The consequences of paying our teachers poverty-level wages

Flynn Ross, University of Southern Maine

Originally published in the Bangor Daily News on March 15, 2016.

Business and political leaders in Maine and across our nation recognize the importance of a strong education system for our future prosperity.

As part of that strong education system, teachers matter, and the quality of our teachers matters a lot. Here in Maine, state Sen. Rebecca Millett has proposed a bill, LD 1370, to increase the student teaching requirements for new teachers to include a minimum of 90 hours of practicum in addition to at least 15 weeks of student teaching and raise the beginning teacher salary to a minimum of $40,000. These measures would help ensure better quality of teachers, as the current $30,000 minimum salary means a teacher raising a family of four would be at about 125 percent of the poverty level, and his or her children would qualify for reduced-price lunch at school. Our teachers deserve a living wage, and we can expect higher standards for preparation in exchange for this livable wage.

Maine will need to replace a third of its teaching force in the next five to seven years with nearly a third of today’s teachers age 55 or older. This is the time to enact public policy that helps ensure we attract and prepare high-quality teachers to educate our children and future workforce.

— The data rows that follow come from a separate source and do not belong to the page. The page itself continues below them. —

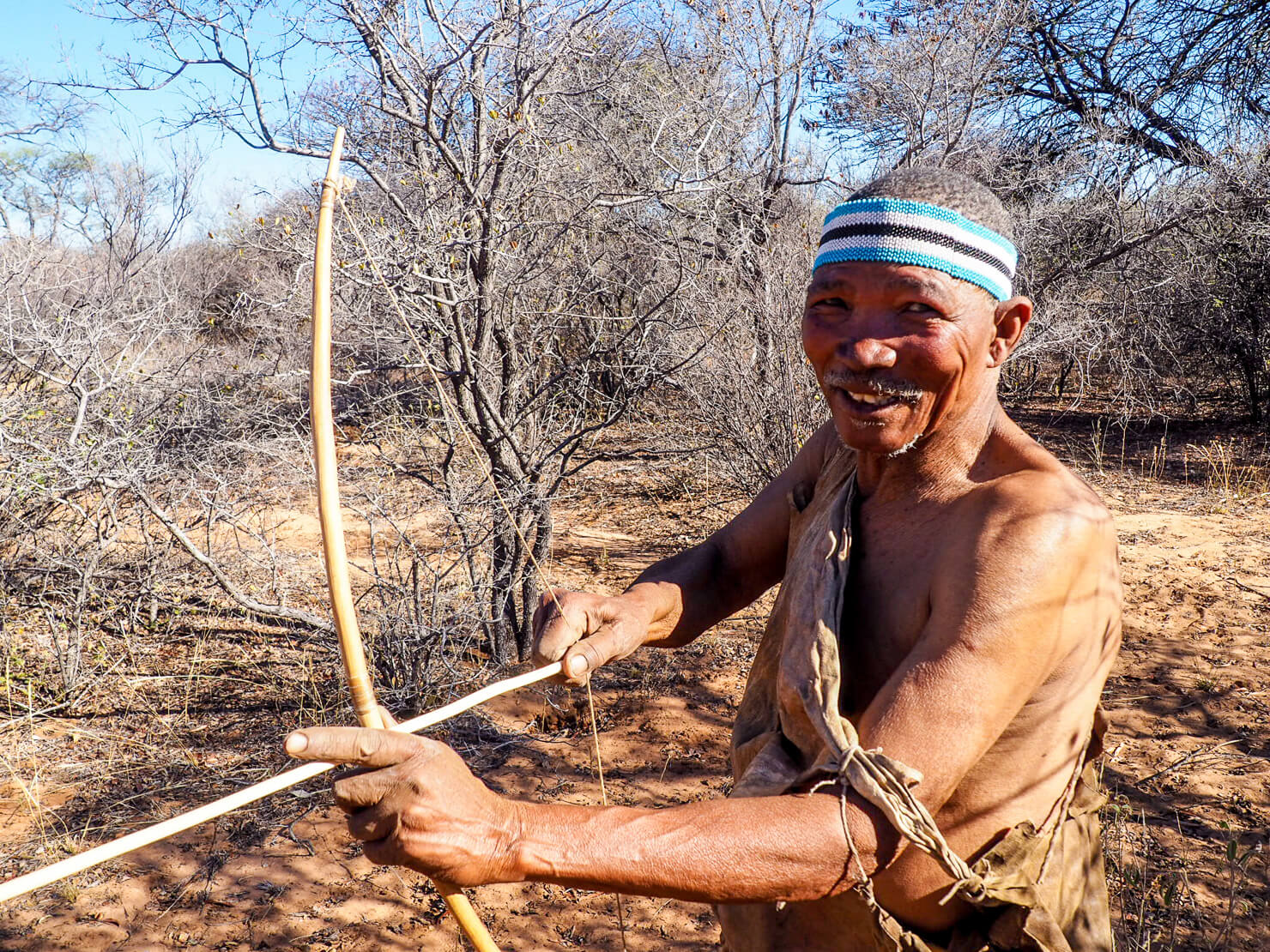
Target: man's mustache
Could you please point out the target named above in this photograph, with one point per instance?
(878, 383)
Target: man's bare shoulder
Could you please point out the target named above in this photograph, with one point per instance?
(1034, 509)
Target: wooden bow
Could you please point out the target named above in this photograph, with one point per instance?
(332, 524)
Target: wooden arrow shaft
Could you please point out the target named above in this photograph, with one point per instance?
(28, 883)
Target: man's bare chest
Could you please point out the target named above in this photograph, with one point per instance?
(886, 606)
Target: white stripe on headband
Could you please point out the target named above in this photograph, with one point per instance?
(916, 232)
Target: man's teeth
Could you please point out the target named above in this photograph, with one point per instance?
(873, 399)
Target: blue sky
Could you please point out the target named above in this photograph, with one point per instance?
(47, 39)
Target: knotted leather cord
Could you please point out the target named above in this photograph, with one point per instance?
(881, 780)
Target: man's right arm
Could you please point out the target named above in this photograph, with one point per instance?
(676, 600)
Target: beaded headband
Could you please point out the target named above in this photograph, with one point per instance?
(916, 232)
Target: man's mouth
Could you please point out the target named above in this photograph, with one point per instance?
(874, 399)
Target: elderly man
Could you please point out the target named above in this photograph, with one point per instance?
(913, 749)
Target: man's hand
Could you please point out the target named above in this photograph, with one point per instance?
(417, 804)
(587, 631)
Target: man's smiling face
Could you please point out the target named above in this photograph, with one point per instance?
(899, 351)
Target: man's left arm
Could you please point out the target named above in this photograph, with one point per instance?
(996, 632)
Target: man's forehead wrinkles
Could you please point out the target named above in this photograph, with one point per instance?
(881, 278)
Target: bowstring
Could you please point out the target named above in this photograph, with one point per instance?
(455, 423)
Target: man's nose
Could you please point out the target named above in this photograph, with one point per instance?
(867, 352)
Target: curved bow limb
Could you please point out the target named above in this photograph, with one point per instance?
(332, 524)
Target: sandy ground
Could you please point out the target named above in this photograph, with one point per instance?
(1188, 766)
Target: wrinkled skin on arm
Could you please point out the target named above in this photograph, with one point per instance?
(672, 602)
(983, 608)
(1008, 621)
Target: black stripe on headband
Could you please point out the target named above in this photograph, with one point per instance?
(910, 232)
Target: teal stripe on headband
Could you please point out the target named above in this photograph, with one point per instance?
(923, 208)
(899, 232)
(1000, 290)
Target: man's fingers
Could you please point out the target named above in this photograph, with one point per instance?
(354, 745)
(590, 654)
(555, 631)
(361, 788)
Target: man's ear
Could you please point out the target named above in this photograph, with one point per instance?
(1010, 320)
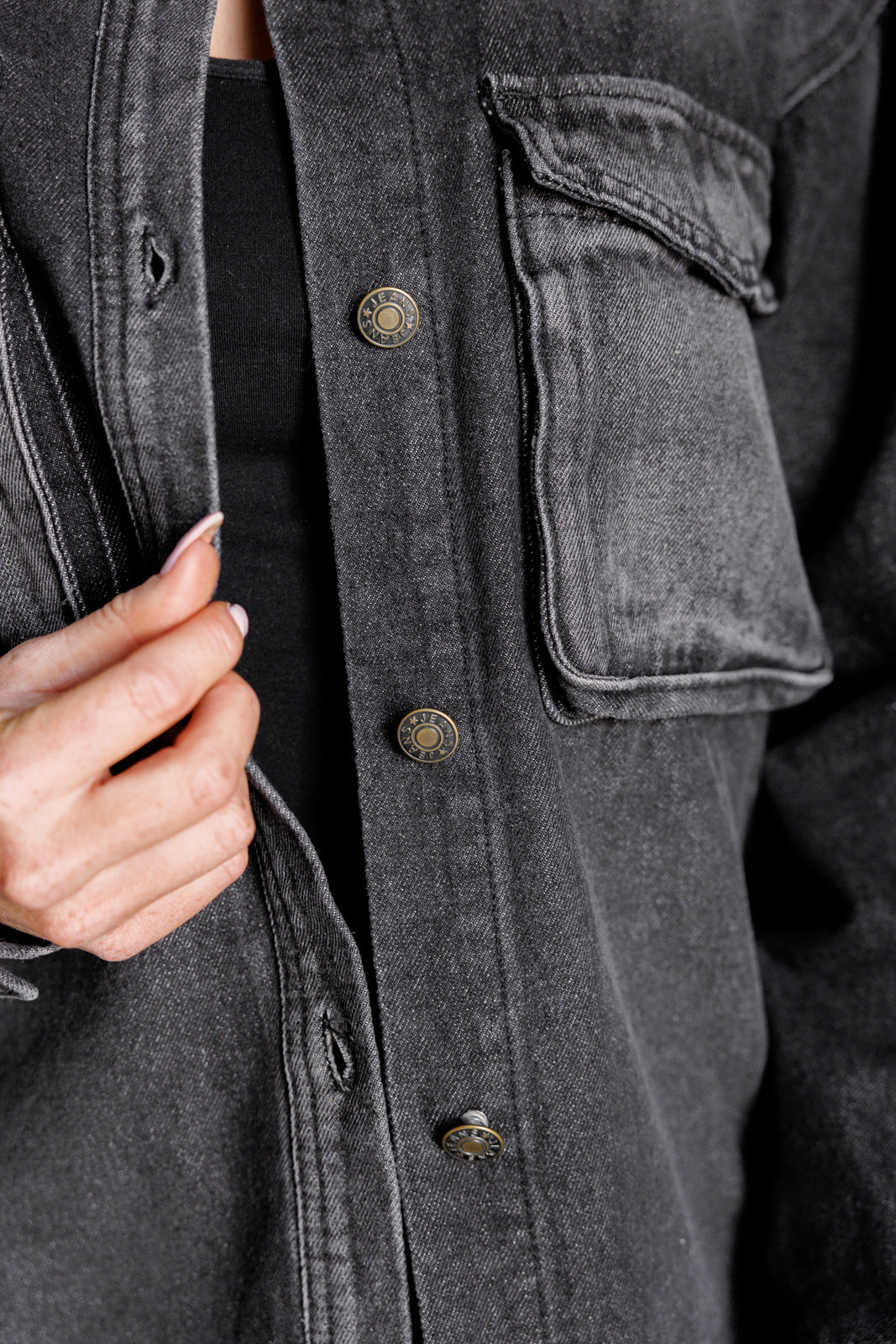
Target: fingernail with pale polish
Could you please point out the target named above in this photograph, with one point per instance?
(206, 528)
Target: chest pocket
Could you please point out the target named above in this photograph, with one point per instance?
(668, 569)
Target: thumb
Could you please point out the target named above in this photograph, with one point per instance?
(53, 663)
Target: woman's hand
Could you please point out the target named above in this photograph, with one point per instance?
(107, 862)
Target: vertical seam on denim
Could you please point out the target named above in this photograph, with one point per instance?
(93, 249)
(73, 438)
(268, 882)
(486, 832)
(24, 440)
(828, 71)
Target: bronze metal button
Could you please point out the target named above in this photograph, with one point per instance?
(387, 318)
(427, 736)
(473, 1139)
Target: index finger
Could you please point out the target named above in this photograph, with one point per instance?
(66, 743)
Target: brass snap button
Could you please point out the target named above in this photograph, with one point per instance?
(427, 736)
(387, 318)
(473, 1140)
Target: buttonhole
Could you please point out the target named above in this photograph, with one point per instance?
(159, 264)
(338, 1055)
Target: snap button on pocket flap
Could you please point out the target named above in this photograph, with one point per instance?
(653, 156)
(669, 577)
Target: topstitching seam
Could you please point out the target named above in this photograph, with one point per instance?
(452, 495)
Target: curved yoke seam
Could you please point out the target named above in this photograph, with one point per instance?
(452, 495)
(826, 71)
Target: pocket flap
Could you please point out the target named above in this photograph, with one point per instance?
(653, 156)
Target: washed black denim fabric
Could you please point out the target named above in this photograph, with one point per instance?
(652, 259)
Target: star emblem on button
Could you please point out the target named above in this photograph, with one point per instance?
(427, 736)
(473, 1140)
(387, 318)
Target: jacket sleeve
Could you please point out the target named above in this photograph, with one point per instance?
(13, 985)
(822, 862)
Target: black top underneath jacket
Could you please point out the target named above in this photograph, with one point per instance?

Parents and students know a good teacher makes a difference every day in students’ lives. But we need our policymakers to know that the impact of teachers has been found to be the single most important aspect of schooling on student achievement. Eric Hanushek from Stanford University calculates that improving teacher quality could lead to increases in economic productivity equivalent to erasing the latest economic recession.

Nations that have excelled in education in the last decade have done so through a two-pronged approach: investing in the quality of their teachers and creating public policies to promote equity across schools, with a focus on ensuring even the poorest students have access to quality education. Singapore, South Korea and Finland often are cited for excellence in education. In Finland, teachers are recruited from the top 10 percent of their undergraduate classes, they receive full tuition and a living stipend to attend three years of graduate teacher preparation, and they receive a beginning salary that is comparable to engineers, doctors and lawyers. Most of our teachers in the United States complete their certification programs loaded with student debt and then earn a poverty-level salary for a family of four.

In South Korea and Singapore, political leaders recognized that their nations’ greatest resource was their children, so they invested in them — all of them. South Korea has closed the achievement gap more than other nations in the past decade. I’ve written previously that Maine could be second in the nation for student achievement if our students living in poverty achieved academically as well as our students who don’t qualify for free and reduced-price lunch.

When teaching isn’t a profession that can financially support a family, we as a state end up with a revolving door of new, young, single college graduates who try out teaching and leave for other professions. The cost of this teacher turnover in the form of recruitment and professional development is estimated to be $2.2 billion nationwide each year.

As a teacher educator for over 20 years, I know the time it takes for even the brightest students to begin to master the complexities of teaching. As a parent, I know the cost of unsupported new teachers and the crisis of a lack of substitute teachers in our schools.

LD 1370 is a modest first step toward supporting the quality of our teaching force that is essential to the quality of our schools. Teachers need more preparation to meet the demands of our increasingly complex schools and a livable wage to be able to dedicate themselves to their chosen profession without having to take on additional work.

Flynn Ross is associate professor of teacher education and coordinator of the Extended Teacher Education Program (ETEP) at the University of Southern Maine. She is a member of the Maine chapter of the national Scholars Strategy Network, which brings together scholars across the country to address public challenges and their policy implications. Members’ columns appear in the BDN every other week.